The decline in Australian art comes during a boom overseas. The local scene, according to McCulloch, lacks the same buzz — too far away and too “insular” to capitalise.

“Internationally the wealth is just enormous and there are whole new levels of it with fresh wealthy and super-wealthy buyers from Asia, the Middle East and elsewhere,” she said. “Europe, the UK and the US also have a far more integrally established cultural base that blossoms once the economy improves even slightly. Then there’s the constant search for the new, hottest art place. There’s a kind of fervour about this. China, London, Paris, Berlin have all been hailed as the contemporary art capitals of the world in the recent past. Now it’s Brazil’s turn and maybe Colombia’s next. Art fairs like Art Basel, Art Cologne, Art Basel Miami Beach etc all help create a buzz and position art as a ‘must-have’ commodity.”

The list of casualties on the domestic gallery scene are mounting, says McCulloch. As for the new spaces emerging, “how long they will last is anyone’s guess”.

“As some galleries are closing, or transforming themselves into project-based entities, new ones are opening … it does indicate a renewed faith,” McCulloch said. “Certainly, there’s a definite public eagerness to both explore art and buy it. However, more than ever galleries need to find new ways of showing and proactively marketing their artists and their work rather than waiting passively for clients to come to them. Those who crack this seem to be doing well.”

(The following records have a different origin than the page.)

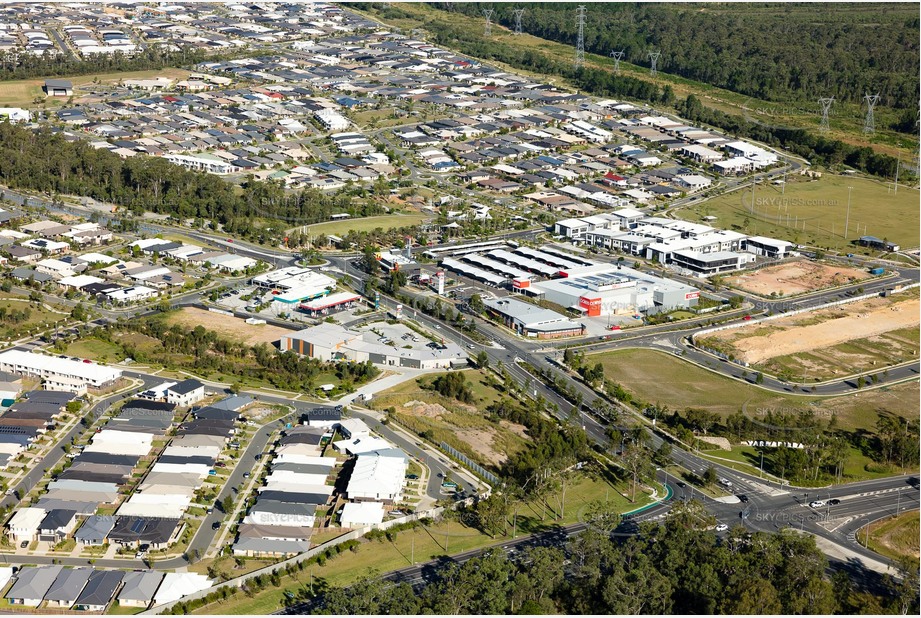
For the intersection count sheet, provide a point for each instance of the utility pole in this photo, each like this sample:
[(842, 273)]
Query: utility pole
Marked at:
[(653, 62), (518, 13), (617, 58), (847, 214), (826, 104), (580, 37), (869, 124)]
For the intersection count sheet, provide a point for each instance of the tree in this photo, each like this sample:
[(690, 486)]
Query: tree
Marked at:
[(637, 461), (492, 514), (710, 476)]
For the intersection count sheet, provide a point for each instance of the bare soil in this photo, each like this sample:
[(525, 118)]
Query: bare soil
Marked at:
[(228, 326), (796, 278), (824, 329)]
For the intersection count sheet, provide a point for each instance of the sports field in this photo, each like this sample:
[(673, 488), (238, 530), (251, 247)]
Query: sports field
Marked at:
[(365, 224), (813, 212)]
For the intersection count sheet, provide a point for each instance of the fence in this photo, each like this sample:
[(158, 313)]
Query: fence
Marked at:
[(472, 465), (279, 567)]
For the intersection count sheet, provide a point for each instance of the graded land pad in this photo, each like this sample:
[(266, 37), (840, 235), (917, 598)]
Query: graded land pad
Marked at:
[(796, 278), (825, 328), (227, 326)]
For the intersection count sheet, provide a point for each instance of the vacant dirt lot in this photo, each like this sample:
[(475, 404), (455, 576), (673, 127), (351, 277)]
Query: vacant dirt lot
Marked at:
[(796, 278), (822, 329), (228, 326)]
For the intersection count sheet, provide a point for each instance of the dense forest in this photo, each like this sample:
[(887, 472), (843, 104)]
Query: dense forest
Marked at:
[(768, 51), (676, 567), (47, 162), (602, 82)]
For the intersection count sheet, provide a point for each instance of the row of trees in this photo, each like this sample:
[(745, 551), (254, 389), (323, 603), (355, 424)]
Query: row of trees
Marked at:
[(677, 567), (821, 447), (603, 82), (46, 162), (771, 54), (204, 352)]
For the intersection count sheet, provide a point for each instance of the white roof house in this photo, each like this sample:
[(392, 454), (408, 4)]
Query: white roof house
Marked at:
[(177, 585), (377, 478), (360, 514), (17, 361), (24, 524)]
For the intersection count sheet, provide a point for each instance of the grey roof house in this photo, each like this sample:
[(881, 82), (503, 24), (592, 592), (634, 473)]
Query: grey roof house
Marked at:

McCulloch’s new show — Summer Collectors Show 2014 — features 80 works from Aboriginal art centres around the country. Overseas, Australian art is not widely recognised or understood; poor reviews for the recent Australia exhibition at the Royal Academy in London haven’t helped the cause. “It certainly hasn’t encouraged the perception of Australia as one of the world’s fine or most interesting art countries and it’ll be hard to now work from a defensive base to overcome this,” McCulloch said.

“Our art and its market is largely still quite insular. Again, this doesn’t mean it’s not successful here — just that it’s still by and large a world unto itself. We need to be discovered as the next hottest art country … if only.”